Pré-candidato ao governo do Rio de Janeiro, ele criticou o processo de intervenção no estado, que tem como "marco do fracasso" o assassinato de Marielle, além da recente execução de cinco jovens em Maricá, na região metropolitana do Rio. O diplomata também criticou o ataque de Estados Unidos, França e Inglaterra à Síria sem autorização do Conselho de Segurança das Nações Unidas. "Temos de lutar por Lula livre, Brasil independente e América Latina solidária", disse Amorim.
Processo legal
Apresentada como a primeira mulher a ocupar o cargo de diretora da Faculdade de Direito da UFPR, a professora Vera Karam de Chueiri falou em "procedimentos duvidosos, que romperam com a regra do jogo democrático e fizeram do princípio republicano uma quimera", referindo-se ao processo de impeachment de Dilma Rousseff. "Se nós partimos de uma visão progressista do constitucionalismo e da democracia, o princípio do devido processo legal deve ser o fundamento de todo e qualquer procedimento, sobretudo na seara da justiça", disse Vera, para quem isso seria preciso para garantir que não haverá "juízo de exceção". Mas ela observou que esse princípio "tem sido negligenciado nos últimos tempos".

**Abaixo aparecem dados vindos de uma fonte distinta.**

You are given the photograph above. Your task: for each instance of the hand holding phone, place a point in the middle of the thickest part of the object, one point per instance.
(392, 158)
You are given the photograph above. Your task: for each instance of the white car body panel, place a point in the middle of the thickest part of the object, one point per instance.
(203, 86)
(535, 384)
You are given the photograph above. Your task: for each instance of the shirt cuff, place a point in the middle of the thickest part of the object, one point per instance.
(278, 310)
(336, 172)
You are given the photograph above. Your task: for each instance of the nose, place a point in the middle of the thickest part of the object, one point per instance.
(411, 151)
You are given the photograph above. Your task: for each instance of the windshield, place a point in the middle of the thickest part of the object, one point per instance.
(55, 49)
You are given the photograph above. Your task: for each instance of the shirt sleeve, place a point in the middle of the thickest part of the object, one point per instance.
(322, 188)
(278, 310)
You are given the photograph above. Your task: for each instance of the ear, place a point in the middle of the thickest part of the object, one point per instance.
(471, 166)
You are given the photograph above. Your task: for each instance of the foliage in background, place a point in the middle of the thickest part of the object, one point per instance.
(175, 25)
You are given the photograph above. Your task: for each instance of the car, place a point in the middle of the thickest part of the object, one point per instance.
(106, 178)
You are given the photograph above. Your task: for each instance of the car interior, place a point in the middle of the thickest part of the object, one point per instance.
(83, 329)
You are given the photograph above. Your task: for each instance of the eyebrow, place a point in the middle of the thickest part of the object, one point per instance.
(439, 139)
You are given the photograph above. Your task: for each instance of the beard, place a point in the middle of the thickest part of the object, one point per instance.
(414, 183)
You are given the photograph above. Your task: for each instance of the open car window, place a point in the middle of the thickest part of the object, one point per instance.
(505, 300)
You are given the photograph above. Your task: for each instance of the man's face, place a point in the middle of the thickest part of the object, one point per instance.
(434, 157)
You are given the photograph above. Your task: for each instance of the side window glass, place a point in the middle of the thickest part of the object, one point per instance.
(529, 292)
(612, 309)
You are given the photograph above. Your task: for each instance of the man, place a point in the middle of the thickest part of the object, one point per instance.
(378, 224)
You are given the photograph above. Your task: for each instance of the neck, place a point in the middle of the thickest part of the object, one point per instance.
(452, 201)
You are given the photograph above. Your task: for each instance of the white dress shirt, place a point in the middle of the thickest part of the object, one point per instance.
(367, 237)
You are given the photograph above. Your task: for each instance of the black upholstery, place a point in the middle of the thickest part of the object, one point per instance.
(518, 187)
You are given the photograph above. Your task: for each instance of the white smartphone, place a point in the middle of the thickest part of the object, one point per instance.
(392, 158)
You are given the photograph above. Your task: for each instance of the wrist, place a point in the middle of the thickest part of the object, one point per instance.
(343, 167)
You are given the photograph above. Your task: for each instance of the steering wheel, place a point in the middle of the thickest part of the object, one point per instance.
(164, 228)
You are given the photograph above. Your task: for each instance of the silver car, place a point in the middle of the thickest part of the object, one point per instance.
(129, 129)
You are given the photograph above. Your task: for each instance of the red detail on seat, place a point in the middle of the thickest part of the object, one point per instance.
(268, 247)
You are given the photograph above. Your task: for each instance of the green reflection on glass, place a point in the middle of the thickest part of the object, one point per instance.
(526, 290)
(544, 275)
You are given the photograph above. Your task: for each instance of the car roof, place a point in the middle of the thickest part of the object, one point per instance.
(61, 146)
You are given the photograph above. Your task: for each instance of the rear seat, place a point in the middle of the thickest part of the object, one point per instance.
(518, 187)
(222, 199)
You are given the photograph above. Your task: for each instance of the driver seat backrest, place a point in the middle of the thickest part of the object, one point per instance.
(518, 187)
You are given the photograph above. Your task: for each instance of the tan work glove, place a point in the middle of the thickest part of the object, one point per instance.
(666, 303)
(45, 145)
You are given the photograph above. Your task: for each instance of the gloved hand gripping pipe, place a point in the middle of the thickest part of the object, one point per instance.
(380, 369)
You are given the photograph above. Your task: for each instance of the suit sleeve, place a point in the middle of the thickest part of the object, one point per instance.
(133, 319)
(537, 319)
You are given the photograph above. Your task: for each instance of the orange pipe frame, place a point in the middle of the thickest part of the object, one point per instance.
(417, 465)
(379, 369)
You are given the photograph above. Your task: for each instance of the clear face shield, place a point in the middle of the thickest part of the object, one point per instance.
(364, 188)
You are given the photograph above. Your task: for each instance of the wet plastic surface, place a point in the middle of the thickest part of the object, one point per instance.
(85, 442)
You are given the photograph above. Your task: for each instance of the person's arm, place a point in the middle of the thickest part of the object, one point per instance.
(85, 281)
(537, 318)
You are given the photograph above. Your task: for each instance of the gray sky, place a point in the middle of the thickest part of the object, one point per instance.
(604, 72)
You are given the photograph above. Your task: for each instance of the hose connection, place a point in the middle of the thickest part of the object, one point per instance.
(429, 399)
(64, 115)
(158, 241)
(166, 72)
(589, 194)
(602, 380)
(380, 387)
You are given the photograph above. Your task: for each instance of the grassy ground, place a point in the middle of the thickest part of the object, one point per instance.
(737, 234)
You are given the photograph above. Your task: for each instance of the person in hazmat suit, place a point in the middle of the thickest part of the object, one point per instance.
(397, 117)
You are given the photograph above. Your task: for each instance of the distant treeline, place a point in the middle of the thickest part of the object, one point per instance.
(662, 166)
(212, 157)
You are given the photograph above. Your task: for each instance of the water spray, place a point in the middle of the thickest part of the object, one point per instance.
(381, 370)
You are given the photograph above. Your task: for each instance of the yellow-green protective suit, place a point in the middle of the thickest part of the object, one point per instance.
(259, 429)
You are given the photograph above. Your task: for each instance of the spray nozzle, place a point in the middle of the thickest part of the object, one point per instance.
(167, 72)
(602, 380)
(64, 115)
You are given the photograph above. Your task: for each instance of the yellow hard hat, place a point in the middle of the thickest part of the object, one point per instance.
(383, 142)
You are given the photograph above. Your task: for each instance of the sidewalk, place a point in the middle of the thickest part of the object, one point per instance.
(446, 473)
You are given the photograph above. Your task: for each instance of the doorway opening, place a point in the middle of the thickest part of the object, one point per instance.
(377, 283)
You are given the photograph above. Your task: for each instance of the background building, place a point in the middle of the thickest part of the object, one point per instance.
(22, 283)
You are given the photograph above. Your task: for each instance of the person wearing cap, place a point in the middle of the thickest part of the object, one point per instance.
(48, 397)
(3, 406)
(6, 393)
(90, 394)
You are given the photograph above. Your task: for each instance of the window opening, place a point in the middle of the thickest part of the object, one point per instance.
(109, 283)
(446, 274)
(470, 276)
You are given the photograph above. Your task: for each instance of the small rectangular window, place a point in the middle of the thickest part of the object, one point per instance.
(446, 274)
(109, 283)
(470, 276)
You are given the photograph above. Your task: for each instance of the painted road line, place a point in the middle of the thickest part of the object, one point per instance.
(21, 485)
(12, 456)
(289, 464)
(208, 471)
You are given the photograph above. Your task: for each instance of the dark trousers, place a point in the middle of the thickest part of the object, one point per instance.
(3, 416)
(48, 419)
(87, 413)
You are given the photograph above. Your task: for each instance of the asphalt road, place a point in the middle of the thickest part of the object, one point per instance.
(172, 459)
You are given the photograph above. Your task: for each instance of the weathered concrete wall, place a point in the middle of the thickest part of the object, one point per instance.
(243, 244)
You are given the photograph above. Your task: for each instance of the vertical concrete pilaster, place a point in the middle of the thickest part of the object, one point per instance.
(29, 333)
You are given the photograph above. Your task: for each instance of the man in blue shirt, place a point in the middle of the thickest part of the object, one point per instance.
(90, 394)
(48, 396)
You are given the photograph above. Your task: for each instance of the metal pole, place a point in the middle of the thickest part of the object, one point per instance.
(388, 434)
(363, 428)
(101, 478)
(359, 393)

O escritor e teólogo Leonardo Boff apontou uma fase de "barbárie" talvez sem precedentes. "Nunca na nossa história houve tanto ódio, tanta discriminação, tanta violência." Ele citou a elevada concentração da riqueza nas mãos de poucas pessoas e o comportamento de "casa-grande" das elites brasileiras. Contou ainda que o xale vermelho que usava seria dado a Lula, que em vídeo recente, pouco antes de ser preso, cobrou o presente do amigo. Boff defendeu uma "democracia sócio-cósmica", que considere, além dos seres humanos, animais e plantas, além do próprio planeta.
Artista plástico, Esquivel mostrou no palco um painel que pintou em 1990, Paño de Cuaresma, uma via-crúcis latino-americana, na qual aparecem personagens da região como Chico Mendes, Zumbi, Monsenhor Romero, Tupac Amaru, camponeses, favelados, meninos de rua, mães e avós em busca de seus filhos e netos sumidos pela ditadura. Lembrou que ele mesmo era um "sobrevivente do horror", representado pela repressão argentina, mas que trazia uma mensagem de "muita força e esperança".